We walked up to Merton farm on what I thought to be a hot Friday, but the combination of a blustery breeze, shorts and being on a bald hill reduced me to a shivering lump within minutes. However, I resolved to scout out the atmosphere, very inquisitive as to the happenings of a festival. The first thing that struck me was that I saw a great many pairs of white arse cheeks protruding from Levi's 501 cut-offs that had been butchered at a slant, sometimes at such an angle so as to reveal lime-green lace pants. Then there was a whole array of wellies, ranging from Hunters to red ones adorned with weed leaves.

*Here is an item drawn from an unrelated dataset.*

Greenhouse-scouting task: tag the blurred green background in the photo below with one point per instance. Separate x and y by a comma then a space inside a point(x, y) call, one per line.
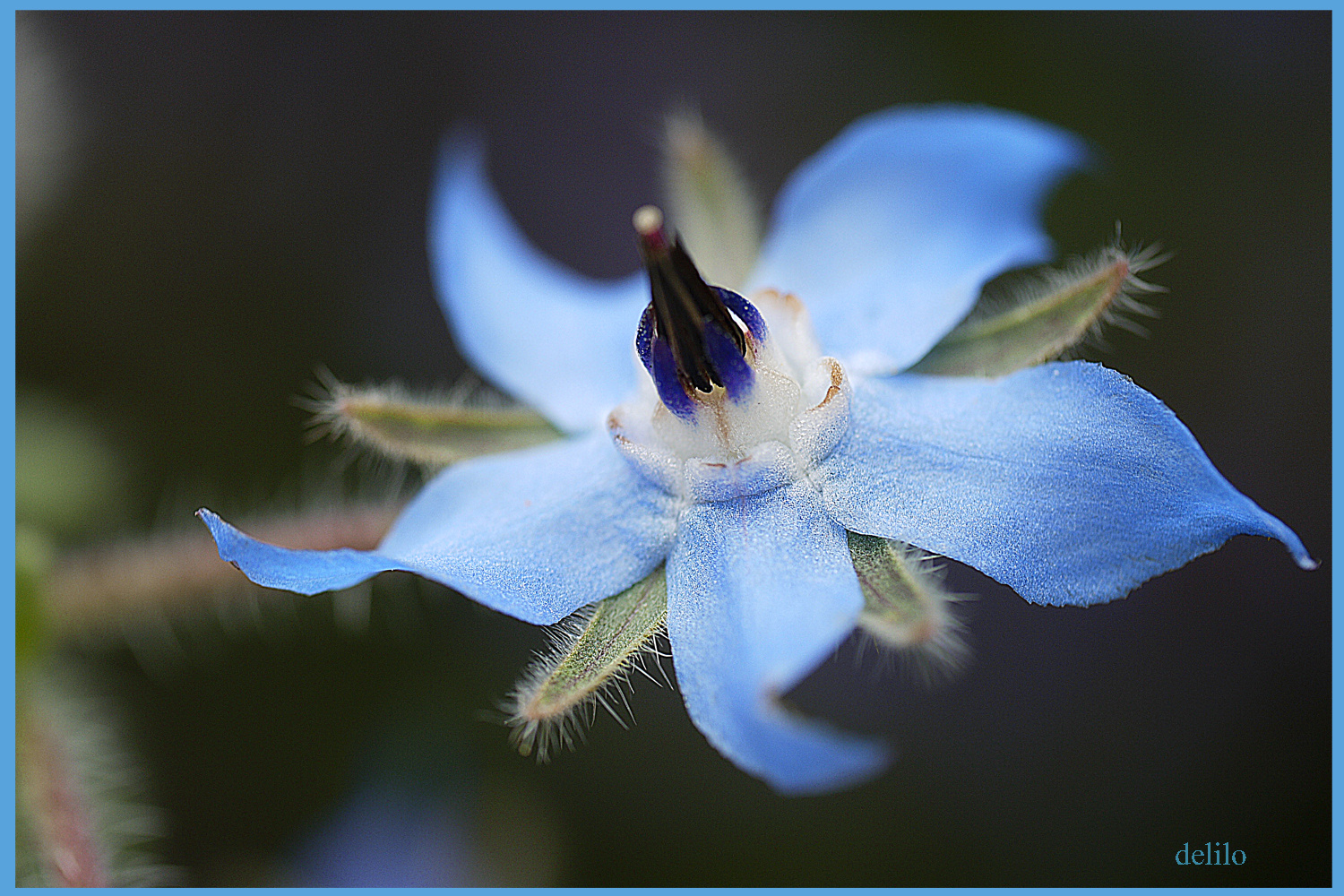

There were also a great many ponchos, the sort made out of rough, Peruvian wool with hoods that liken one to a member of the KKK, and trilbies made of cheap plastic 'straw'. Rings glistened on every finger, and roll-ups lay poised between tobacco-stained knuckles.

The whole place reeked of cannabis and vomit, and the Portaloos had all run out of toilet paper within four hours and required one not to breathe at all.

However, one must also accord Lounge the compliment of being one of the more picturesque festivals, what with tents selling vintage clothing and silver jewellery. It is a place where Daily Mail readers go with their Aigle wellie-wearing offspring, to sit in tea tents strung about with florrid buntings and eat brownies.

Frankly, after the first day of general exploration, I had ceased to see the point: after paying the sum of £80 for a youth week-end you meander between vintage stalls and food tents, where you spend a small fortune on a falafel, dosing in the fleeting bursts of sunshine and listening now and then to the odd bit of comedy, whilst endless unknown acts play on in the main meadow. There are hordes of overly-hormonal teenagers set loose over the fields, and masses of men in their fifties crooning along to Elvis whilst sitting slumped in a stoned heap in the corner of the dance tent. Ellie Goulding was on for an hour, and then my enthusiasm for the whole thing vanished.

Why the English will never cease to celebrate the festival I will never know. For them the lot is even harder, consisting of nothing but Portaloos, public showers and, from my slightly poncy point of view, limited security in a tent. They wear wellies, drink and get sunburnt. Then again, that is what the British hold amongst the activities they are most famous for, is it not?

So next time I get asked to a festival, I'll be politely declining, as I happen to be rather fond of flushing toilets, four solid walls and hot water. And I too, have attachment issues with my bed.

Hope you are all having a great summer wherever you are, and, if you happen to be at a festival, make sure you are wearing sunscreen.